There are several reasons to use Loop’s escalations feature:
- To make sure guests aren’t waiting too long for a response;
- To inform managers when staff members aren’t responding to messages within a reasonable time frame; and
- To stop negative incidents from being aired on social media or trip review websites.
This last point is especially crucial. Studies show that most dissatisfied customers are happy as long as the brand addresses their issue and goes out of its way to resolve it. Escalations guarantee that somebody will see the guest’s message before the guest has a chance to get so annoyed that they post about it online. Escalations are key to avoiding guest churn.

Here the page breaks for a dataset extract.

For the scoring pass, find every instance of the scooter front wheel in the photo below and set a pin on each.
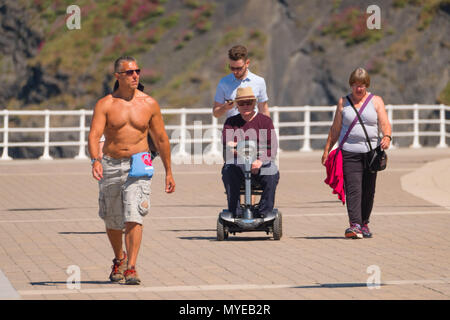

With that in mind, we’ve come up with a few tips that should help you determine how to set and manage your escalations.
Determine a time frame
The first step to setting an escalation is determining how long it should sit idle before being bumped to the next level. The key is to find the balance between letting it sit too long and escalating it too fast. You want to make sure the first level employee has the opportunity to see it before it goes on to a manager. We recommend anywhere between five and 15 minutes between escalations.
Remember: You wouldn’t keep a guest waiting on the phone or at the front desk. That’s why it’s important to ensure all messages receive a response in a timely manner.
Set more than one escalation
Sometimes, two staff members might be too busy to respond to message even after an escalation has already come full circle. That’s why it’s important to designate more than one person to whom messages will be escalated — for example, the message should be escalated first to a supervisor, then to a department manager, then to a senior manager. This increases the likelihood that someone along the chain will have the time to respond.
Acknowledge the message right away
Regardless of whether the guest has made a request or a complaint — and regardless of whether you have a solution ready — always respond to the message immediately to let the guest know you’re on it. Don’t leave a guest hanging, wondering whether anyone has received their message. Acknowledge the message, then fulfill the request or resolve the problem.